Before dawn on April 1, Fox was moving along under easy steam, some eighty miles offshore, probably looking to make landfall north of Galveston and wait until nightfall to run past the Union fleet. The growing light in the east, though, revealed the silhouette of a Federal gunboat patrolling the distant approaches to the coast. A column of black smoke soon appeared over the gunboat, USS Preston, at that point lying about eight miles astern of Fox, as the Yankees poured on coal to give chase. Adkins and his pilot, a “quiet, self-possessed and fearless” Galveston man named Harry Wachsen, recognized they had little chance getting to seaward without being cut off by their pursuer, so they set their course west toward a point on the Bolivar Peninsula some miles north of Galveston, where they hoped they could stay out of sight of the main Union fleet.
Both ships were now pounding toward shore as fast as they could, across a wide expanse of Gulf, still well beyond sight of land. Fox was carrying in her holds lead, iron implements, barrels of beef and other very heavy articles; Adkins had the hatches opened and these things dropped overboard to lighten the ship.

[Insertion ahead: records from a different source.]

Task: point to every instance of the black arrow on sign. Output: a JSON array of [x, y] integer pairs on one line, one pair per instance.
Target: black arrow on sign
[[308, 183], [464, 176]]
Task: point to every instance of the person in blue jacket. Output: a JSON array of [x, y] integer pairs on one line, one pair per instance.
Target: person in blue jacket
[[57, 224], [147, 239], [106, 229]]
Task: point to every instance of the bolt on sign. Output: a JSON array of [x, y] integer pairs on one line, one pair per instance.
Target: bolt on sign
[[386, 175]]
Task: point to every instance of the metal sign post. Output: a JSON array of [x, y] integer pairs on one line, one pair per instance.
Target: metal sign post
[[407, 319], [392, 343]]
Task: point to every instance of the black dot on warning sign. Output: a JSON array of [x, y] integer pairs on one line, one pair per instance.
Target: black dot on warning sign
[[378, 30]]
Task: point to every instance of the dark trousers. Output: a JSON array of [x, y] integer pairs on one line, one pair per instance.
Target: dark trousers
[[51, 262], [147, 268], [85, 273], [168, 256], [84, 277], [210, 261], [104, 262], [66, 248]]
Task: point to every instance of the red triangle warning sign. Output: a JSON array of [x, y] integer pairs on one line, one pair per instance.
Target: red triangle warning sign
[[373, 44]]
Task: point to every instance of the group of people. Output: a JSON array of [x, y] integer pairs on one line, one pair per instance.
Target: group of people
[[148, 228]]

On and on the ships raced until the shore was in plain sight ahead of Fox. Aboard the blockaders anchored off Galveston, it was yet a routine Saturday morning, with crews at work scrubbing the decks, touching up paintwork and polishing brass. At about 10:00 a.m., on USS Seminole, Marine sergeant John Freeman Mackie heard a lookout at the masthead cry, “Sail ho!” Signals were passed to the squadron flagship, Ossipee, and soon a second vessel was spotted, this one “a long low steamer about eight miles to the eastward, burning black smoke, steaming rapidly to the northward and westward.” The squadron commander, Captain John Guest, ordered Seminole to intercept this second ship, which later proved to be Adkins’s Fox.
Aboard the runner, Adkins and Wachsen spotted the Union ships at about the same time and altered course to starboard. They were now headed full speed at a right angle toward the beach. Seminole was closing, though, so Adkins altered his course again, to almost due north, and set out a pair of small sails to add a little extra speed. Captain Albert G. Clary of Seminole was ready for this maneuver and shouted orders to set the ship’s fore and main topsails, along with jibs and staysails. “In a minute,” Mackie later recalled, “the Seminole was staggering under a cloud of canvas, trimmed well aft—every rope drawing as tight as a fiddle string—causing the sea to boil like soapsuds under our bows as we fairly flew through the water.”
Sergeant Mackie, by the way, was the first Marine to be awarded the Medal of Honor, for his service aboard USS Galena at Drewrey’s Bluff in 1862. To see how this Fox chase ended, check out the blockade-running book. I think you’ll enjoy it.
____________
Added: I missed it back in the day, but last summer Craig Swain had a great post about Fox running into Charleston.
One can see she was built for speed based on the silhouette. Do you know how fast she could go or how deep she drafted?
I’ll check my refs this evening.
Wise, Lifeline of the Confederacy (Appendix 22) gives her depth of hold as 10.2 feet. That is an internal measurement of the vertical space from the bottom of ht e hull to the underside of the deck above. I think that would translate to a draft of 8 or 8.5 feet, more or less. Very handy for getting in an out of southern harbors.
With a length of 219 feet and a beam of 22, her proportions are 10:1, which is narrow even for this type. I bet she could do 16 knots without even trying, at least when new.
I’m sure a ship like that gave the US Navy fits and 16 knots is a little faster than I expected.
Thanks for posting this.
There are reports of faster vessels, but it’s hard to sort the reality from the bragging.
The other thing to remember is that, with a substantial risk of losing the vessel altogether on any given run, owners usually didn’t put a lot of money into maintenance and upkeep. I’m sure Fox was very fast to begin with, but might have been a good bit slower by April 1865.